Well, I recommend to my beginners to use RC glossy papers as they are fast and show every flaw.

For my own work I use only fiber based papers. As well as graded papers never MC ones. But then I make my negatives for my specific equipment including paper type.

Exposures times and wash times will be a big difference. 
Expect some curling of the paper with fiber , the faster it dries the problem increases. Prints can be put under a heavy box, etc. to flatten. I use my dry mount press after they are dry, and dry them on window screens face up.

I do not like matte papers, as the Dmax is lacking for my vision. On occasion I have used semi-gloss, but usually use glossy.  There is a big difference in glossy fiber papers and RC glossy papers. The RC papers have a brighter added and with fiber, you will never get the same loo,.


----------



## compur (Apr 22, 2012)

As Ann said, the RC papers are the quickest and easiest to use -- definitely recommended for the newby. Glossy or semi-gloss are the most popular and give good results with most subjects.

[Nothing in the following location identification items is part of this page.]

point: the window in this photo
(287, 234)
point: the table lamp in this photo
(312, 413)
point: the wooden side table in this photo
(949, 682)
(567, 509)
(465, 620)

FB papers require more work and must be washed more thoroughly to ensure permanence. Best saved until you've mastered RC printing.


----------



## unpopular (Apr 22, 2012)

It's easy however, to get stuck on RC. Because it is so inexpensive, the beginner may get sloppy. RC prints have virtually no gallery value, and exposure times will not translate directly to fiber. My instructors had us start on fiber and eat our mistakes with the relatively expensive materials. I think both approaches have their points, but I'd suggest fiber myself.


----------